What is your greatest accomplishment?
I know this sounds cliché, but it’s my kids. I can’t believe they came from us sometimes. They change each year, each month, each day. Sometimes their moods change every hour. Before we had kids, I thought it would make our lives boring. But it’s made our lives so much more interesting. Also challenging and exhausting, but they teach me things about myself all the time. And I just can’t wait to see what they become.
Finish this sentence: If I had a superpower, it would be …
… to fully function on one hour of sleep each night. There’s always so much more I want and need to do every day. Mostly, I just want more time to do the things I should get done so I can read more Onion articles and make more music playlists, which are my guilty pleasures.
What’s the best piece of advice you’ve ever been given?
Be patient. I have a tendency to want to figure out solutions quickly and take action. Mostly to move things off my plate, but many things require patience. Some things need to resolve themselves, and there’s nothing I can do but hold on. And I need to be more patient with everyone in my life — my kids, my husband, my parents, my friends. I often like to move fast and have things move fast. But patience requires you to slow down and know you can’t control most things.

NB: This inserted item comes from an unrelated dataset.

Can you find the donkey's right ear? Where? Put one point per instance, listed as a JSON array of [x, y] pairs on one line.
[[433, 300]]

What are three lighthearted things you can’t live without, excluding faith, family and friends?
I can’t live without Bluetooth in my car, because I need it for my music and Google maps. I can’t live without a weekend nap, even if it’s just for 30 minutes. Lastly, if I’m honest, I can’t live without social media. It’s a big part of my work and personal life, and I learn a great deal about people, Memphis and the world from it.
Thank you, Lurene, for sharing a look inside your world with our readers. And thank you to Micki Martin for today’s beautiful photographs.